The Wall Street Journal (WSJ) has reported that private stakes are being sold quicker in Europe than at any time since 2007, before the world was afflicted by the global financial crisis. Accelerated bookbuild deals, as they are known, can be fully completed in days, and such deals have breached the $100billion barrier for the first time in six years, although there is still some way to go before 2007s peak of $112billion worth of deals is surpassed.
One of the main reasons cited for the renewed popularity in this type of private equity (PE) deal is that firms and stakeholders believe initial public offerings (IPO’s) will be popular in 2014. These deals take longer to put together, and those who want to cash in on their equity appear keen to do so now rather than have to wait and see what happens in a few months.
If there is a profitable deal placed on the table today, it makes sense to take it and allow someone else to speculate on the success of a future IPO, rather than hang onto a stake where the perceived value is currently uncertain. Goldman Sachs’s François-Xavier de Mallmann told WSJ, “It’s the first great window to sell assets since the financial crisis.”

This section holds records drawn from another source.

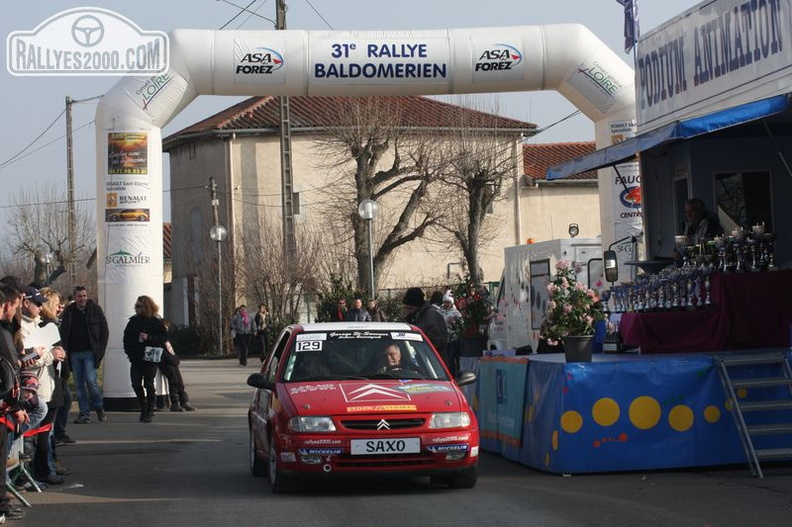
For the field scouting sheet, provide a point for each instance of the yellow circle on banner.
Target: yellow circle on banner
(645, 412)
(712, 414)
(681, 418)
(605, 411)
(571, 422)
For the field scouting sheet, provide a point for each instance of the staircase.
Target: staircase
(771, 393)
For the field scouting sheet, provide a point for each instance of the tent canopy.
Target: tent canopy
(684, 129)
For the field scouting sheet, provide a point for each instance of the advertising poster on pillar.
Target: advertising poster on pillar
(127, 200)
(127, 153)
(129, 255)
(627, 202)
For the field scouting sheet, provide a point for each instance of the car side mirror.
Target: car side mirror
(611, 266)
(465, 377)
(258, 380)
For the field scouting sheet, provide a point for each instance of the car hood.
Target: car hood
(361, 397)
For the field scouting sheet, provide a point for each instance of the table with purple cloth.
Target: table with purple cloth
(749, 310)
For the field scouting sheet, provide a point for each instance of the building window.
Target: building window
(296, 202)
(743, 199)
(490, 190)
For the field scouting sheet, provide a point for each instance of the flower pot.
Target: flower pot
(577, 348)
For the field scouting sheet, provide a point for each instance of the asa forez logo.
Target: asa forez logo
(262, 61)
(126, 258)
(499, 57)
(87, 41)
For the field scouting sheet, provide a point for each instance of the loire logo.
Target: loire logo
(372, 392)
(601, 78)
(87, 41)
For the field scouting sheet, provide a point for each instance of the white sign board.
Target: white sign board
(724, 50)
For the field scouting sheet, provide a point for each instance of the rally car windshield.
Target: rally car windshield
(337, 355)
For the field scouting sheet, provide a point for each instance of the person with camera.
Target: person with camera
(144, 337)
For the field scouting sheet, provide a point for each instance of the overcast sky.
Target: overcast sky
(31, 104)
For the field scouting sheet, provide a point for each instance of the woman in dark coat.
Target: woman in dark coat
(144, 329)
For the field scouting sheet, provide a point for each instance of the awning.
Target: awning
(685, 129)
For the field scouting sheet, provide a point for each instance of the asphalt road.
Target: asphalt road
(191, 469)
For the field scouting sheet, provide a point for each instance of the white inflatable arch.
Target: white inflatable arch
(567, 58)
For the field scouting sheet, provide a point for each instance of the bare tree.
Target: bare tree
(40, 228)
(375, 152)
(476, 163)
(265, 275)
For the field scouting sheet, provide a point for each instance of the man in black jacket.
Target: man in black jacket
(84, 333)
(9, 408)
(427, 317)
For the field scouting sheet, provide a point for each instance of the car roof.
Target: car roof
(356, 326)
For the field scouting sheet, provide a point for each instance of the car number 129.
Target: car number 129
(369, 447)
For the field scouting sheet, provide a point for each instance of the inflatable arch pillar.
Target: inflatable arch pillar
(567, 58)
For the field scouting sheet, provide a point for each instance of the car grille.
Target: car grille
(406, 461)
(374, 424)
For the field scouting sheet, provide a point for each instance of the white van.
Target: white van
(522, 295)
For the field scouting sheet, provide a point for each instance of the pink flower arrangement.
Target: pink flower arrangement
(572, 308)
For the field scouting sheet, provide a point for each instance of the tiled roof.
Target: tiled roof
(539, 156)
(317, 112)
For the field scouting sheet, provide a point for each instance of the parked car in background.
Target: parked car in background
(360, 398)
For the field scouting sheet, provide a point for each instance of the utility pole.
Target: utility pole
(287, 178)
(218, 233)
(70, 190)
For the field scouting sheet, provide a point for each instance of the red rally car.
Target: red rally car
(360, 398)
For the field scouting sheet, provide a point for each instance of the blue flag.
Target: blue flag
(631, 28)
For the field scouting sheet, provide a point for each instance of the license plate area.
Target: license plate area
(389, 446)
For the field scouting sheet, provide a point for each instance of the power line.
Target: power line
(236, 16)
(245, 9)
(18, 156)
(251, 15)
(573, 114)
(9, 162)
(319, 14)
(6, 162)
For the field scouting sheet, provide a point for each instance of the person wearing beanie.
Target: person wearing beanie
(41, 367)
(424, 315)
(449, 311)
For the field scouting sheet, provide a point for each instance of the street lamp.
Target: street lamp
(48, 256)
(218, 234)
(368, 210)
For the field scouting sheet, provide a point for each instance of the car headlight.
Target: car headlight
(450, 420)
(311, 424)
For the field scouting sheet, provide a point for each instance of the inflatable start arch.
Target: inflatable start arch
(566, 58)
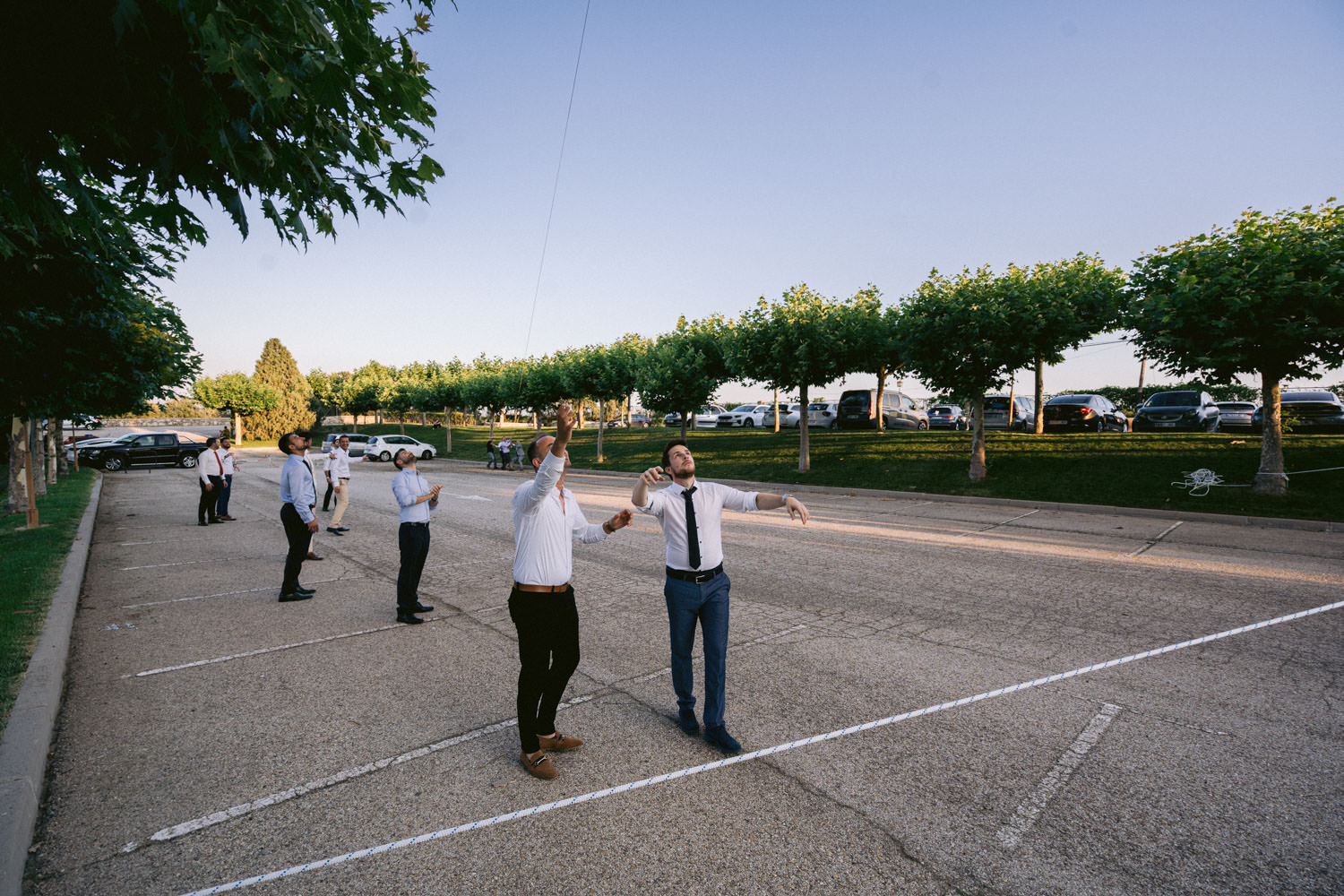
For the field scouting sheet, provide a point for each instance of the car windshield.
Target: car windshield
(1174, 400)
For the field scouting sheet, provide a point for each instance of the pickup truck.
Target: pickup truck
(142, 449)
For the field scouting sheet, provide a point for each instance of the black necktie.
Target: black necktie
(693, 536)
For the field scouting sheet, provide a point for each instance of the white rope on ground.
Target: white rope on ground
(793, 745)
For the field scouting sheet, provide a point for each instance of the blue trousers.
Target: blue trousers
(707, 603)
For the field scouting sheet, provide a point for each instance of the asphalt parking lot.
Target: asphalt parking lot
(211, 735)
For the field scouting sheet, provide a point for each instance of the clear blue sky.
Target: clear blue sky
(725, 151)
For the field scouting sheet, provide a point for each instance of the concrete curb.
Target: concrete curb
(1102, 509)
(27, 735)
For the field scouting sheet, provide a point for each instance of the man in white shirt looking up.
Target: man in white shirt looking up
(696, 587)
(338, 474)
(416, 497)
(546, 521)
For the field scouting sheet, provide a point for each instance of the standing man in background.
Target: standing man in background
(338, 479)
(696, 587)
(298, 493)
(546, 521)
(210, 466)
(231, 463)
(416, 497)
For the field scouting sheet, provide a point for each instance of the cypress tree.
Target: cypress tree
(277, 368)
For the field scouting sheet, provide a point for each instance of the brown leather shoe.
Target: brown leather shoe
(559, 743)
(539, 767)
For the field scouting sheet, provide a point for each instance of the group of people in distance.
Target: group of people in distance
(547, 520)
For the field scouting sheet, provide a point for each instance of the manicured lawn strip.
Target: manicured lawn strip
(30, 565)
(1118, 469)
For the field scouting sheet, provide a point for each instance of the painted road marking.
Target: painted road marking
(1024, 817)
(749, 756)
(257, 653)
(349, 774)
(1152, 541)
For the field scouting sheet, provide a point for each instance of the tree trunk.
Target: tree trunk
(1271, 478)
(882, 390)
(978, 438)
(601, 426)
(18, 495)
(37, 481)
(804, 443)
(1039, 411)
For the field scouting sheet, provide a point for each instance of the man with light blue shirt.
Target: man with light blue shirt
(298, 493)
(546, 521)
(416, 497)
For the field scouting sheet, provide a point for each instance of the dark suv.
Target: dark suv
(1179, 410)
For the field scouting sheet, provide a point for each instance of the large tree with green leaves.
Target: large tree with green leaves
(1059, 306)
(954, 335)
(683, 370)
(792, 344)
(1263, 296)
(236, 394)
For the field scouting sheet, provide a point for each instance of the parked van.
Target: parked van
(857, 409)
(1023, 413)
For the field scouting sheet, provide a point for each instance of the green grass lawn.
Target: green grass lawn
(1120, 469)
(30, 565)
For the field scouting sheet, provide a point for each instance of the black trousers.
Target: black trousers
(298, 540)
(413, 540)
(206, 511)
(548, 648)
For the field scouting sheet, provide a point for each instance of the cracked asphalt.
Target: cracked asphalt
(1220, 771)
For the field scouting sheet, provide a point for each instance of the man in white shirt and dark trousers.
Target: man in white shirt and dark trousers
(696, 587)
(546, 521)
(338, 479)
(210, 466)
(298, 493)
(416, 497)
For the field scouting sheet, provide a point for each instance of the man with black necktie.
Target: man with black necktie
(696, 587)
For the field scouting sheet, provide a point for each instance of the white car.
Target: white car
(823, 414)
(382, 447)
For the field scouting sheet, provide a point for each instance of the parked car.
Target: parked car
(948, 417)
(1023, 413)
(1083, 413)
(358, 443)
(1179, 410)
(1306, 411)
(382, 447)
(857, 409)
(1233, 416)
(707, 416)
(823, 414)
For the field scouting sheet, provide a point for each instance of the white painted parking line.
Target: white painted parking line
(747, 756)
(257, 653)
(1152, 541)
(187, 563)
(999, 524)
(1024, 817)
(340, 777)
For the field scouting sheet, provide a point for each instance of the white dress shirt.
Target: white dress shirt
(543, 530)
(709, 498)
(409, 485)
(338, 463)
(211, 462)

The more favourable, although far from ideal, market conditions have undoubtedly made deal making easier, but what is also notable is the number of PE firms who have been buying and selling stocks in public companies.
While it is stated that PE activity is increasing now ahead of anticipated IPO’s in 2014, historically the markets have been reliant on a strong PE marketplace in order to drive successful IPO’s. This is because it allows both markets to remain competitive and businesses to be profitable.
In contrast, if PE firms weren’t investing or interested in investing, an IPO would be consequently unlikely to garner sufficient interest. Ultimately, Europe’s accelerating PE marketplace and its hugely inflated value against recent years can be put down to one simple fact. “Fund managers are finally being given capital to allocate,” Jon Ingram of JP Morgan told WSJ.
Indeed, if there’s nothing for fund managers to do, where do the deals come from?